По приходу выпили, чтобы снять нервак, сели у костра, что-то пели, разговаривали. Ко мне подошёл Тяй, предложил отойти в сторонку, поговорить. Отошли недалеко, встали между деревьев, метрах в семи от костра. Юрка спросил: «Чего ты этому козлу не засадил по харе, когда мы подошли. Наваляли бы уродам, а так что, ушли, и всё, а надо было наказать». Ну, вроде прав, с другой стороны, как вспомню, как они замандражили, стояли с трясущимися от страха губами, и плюнул на всё. Пытался это объяснить, но он не принимал моих объяснений, поняв, что не убедим друг друга, я решил прекратить разговор и идти к костру. Взглянув себе под ноги, увидел топор, наверняка кто-то из наших метал в дерево, а как жрать позвали, про всё забыл. Сказал: «Кто-то топор потерял», нагнулся, взял топор, распрямился, собираясь идти к костру но в этот момент Юрка ухватился руками за толстый сук, росший параллельно земле, повис на нём и двумя ногами ударил меня в грудь, после чего меня, катившегося кубарем, приняли кусты. Выдравшись из них, я бросился на Тяя, но тут меня приняла вся наша братва, уже стоявшая возле Тяя, который, потрясая в воздухе топором, кричал, что я напал с ним на него. Пытался объясниться, но поверили Тяю, потащили меня к костру, поили, говорили, да ладно, выпил, психанул, с кем не бывает, всё забыли. Ну забыли так забыли.

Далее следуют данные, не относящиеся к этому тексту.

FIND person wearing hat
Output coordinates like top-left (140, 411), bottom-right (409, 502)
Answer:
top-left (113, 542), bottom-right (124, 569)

Долго не мог понять, зачем он это сделал тогда, потом понял – так он решил наказать меня за то, что я не начал драку с теми отсосами, которые пытались отжать у нас гитару. Очень уж ему хотелось разукрасить им рожи, сам начать первым не мог, только вышел из тюрьмы, в случае чего пострадал бы первым. Ну и сказал мне напрямую, дал бы в рожу, подрались бы. Ясное дело, что он мне бы навалял, он был и старше, и просто сильнее, но это не важно, было бы всё ясно. А так всё как-то получилось не так, как надо, хотя зла на Юрку не держал, парень был свой.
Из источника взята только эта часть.